Transfer learning with generative models for object detection on limited datasets
Paiano, Matteo, Martina, Stefano, Giannelli, Carlotta, Caruso, Filippo
The availability of data is limited in some fields, especially for object detection tasks, where it is necessary to have correctly labeled bounding boxes around each object. A notable example of such data scarcity is found in the domain of marine biology, where it is useful to develop methods to automatically detect submarine species for environmental monitoring. To address this data limitation, the state-of-the-art machine learning strategies employ two main approaches. The first involves pretraining models on existing datasets before generalizing to the specific domain of interest. The second strategy is to create synthetic datasets specifically tailored to the target domain using methods like copy-paste techniques or ad-hoc simulators. The first strategy often faces a significant domain shift, while the second demands custom solutions crafted for the specific task. In response to these challenges, here we propose a transfer learning framework that is valid for a generic scenario. In this framework, generated images help to improve the performances of an object detector in a few-real data regime. This is achieved through a diffusion-based generative model that was pretrained on large generic datasets, and is not trained on the task-specific domain.
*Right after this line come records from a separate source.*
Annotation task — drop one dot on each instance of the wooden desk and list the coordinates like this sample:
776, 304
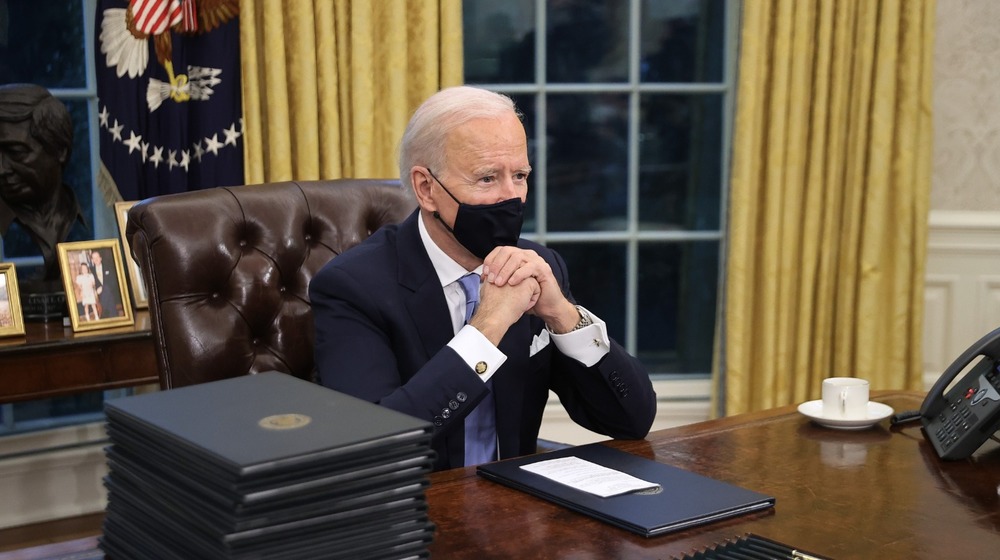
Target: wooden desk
52, 360
878, 493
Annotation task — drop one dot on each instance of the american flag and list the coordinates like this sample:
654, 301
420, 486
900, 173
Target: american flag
169, 100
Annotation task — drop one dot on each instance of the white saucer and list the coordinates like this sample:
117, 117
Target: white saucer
876, 413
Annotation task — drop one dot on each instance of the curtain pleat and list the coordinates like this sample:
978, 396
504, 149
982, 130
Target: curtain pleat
329, 85
829, 197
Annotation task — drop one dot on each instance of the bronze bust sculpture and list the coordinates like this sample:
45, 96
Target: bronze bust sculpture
36, 136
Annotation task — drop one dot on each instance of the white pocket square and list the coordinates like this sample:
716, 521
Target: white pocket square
540, 341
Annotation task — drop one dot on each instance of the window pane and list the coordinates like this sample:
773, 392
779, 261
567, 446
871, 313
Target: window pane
587, 162
59, 407
680, 161
600, 289
683, 41
44, 44
587, 41
526, 104
676, 310
17, 243
499, 41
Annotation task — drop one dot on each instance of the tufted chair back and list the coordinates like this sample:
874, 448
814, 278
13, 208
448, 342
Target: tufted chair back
227, 270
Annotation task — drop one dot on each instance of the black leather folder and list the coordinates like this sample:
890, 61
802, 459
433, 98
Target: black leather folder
684, 499
223, 428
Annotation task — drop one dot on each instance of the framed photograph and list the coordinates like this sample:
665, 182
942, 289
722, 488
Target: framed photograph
94, 280
11, 321
135, 280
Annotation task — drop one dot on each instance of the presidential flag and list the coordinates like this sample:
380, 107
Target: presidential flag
168, 87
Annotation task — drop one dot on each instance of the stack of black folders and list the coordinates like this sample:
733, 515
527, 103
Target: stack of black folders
264, 466
751, 547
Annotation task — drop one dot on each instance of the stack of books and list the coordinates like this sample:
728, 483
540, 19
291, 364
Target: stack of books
264, 466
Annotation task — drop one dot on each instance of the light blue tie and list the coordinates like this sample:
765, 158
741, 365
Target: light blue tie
480, 424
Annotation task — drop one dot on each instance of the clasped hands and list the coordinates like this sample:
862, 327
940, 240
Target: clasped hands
517, 281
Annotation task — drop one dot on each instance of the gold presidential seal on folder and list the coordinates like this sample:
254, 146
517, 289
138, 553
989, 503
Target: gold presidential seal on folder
284, 421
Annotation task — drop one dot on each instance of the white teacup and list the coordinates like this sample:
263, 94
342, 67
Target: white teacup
845, 398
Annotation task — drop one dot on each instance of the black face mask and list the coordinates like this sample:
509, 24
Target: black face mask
483, 227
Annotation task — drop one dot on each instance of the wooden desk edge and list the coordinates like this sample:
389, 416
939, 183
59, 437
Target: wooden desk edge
56, 551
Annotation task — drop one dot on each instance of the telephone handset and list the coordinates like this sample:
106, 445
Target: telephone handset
958, 422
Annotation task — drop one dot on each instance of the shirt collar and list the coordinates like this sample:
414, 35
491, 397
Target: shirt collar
447, 269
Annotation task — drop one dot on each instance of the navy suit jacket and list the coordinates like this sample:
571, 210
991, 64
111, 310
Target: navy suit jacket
382, 328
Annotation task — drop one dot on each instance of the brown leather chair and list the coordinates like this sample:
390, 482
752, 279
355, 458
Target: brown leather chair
227, 270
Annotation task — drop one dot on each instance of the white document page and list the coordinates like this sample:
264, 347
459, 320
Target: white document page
588, 477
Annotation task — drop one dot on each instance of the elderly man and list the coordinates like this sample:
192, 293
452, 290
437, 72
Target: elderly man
452, 318
36, 135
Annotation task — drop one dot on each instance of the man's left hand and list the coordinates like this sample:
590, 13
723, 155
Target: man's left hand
512, 265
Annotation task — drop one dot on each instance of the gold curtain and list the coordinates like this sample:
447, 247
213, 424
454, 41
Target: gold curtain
829, 198
328, 85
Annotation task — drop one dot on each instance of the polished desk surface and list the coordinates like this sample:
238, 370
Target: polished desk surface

We validate our approach on object detection tasks, specifically focusing on fishes in an underwater environment, and on the more common domain of cars in an urban setting. Our method achieves detection performance comparable to models trained on thousands of images, using only a few hundreds of input data. Our results pave the way for new generative AI-based protocols for machine learning applications in various domains, for instance ranging from geophysics to biology and medicine.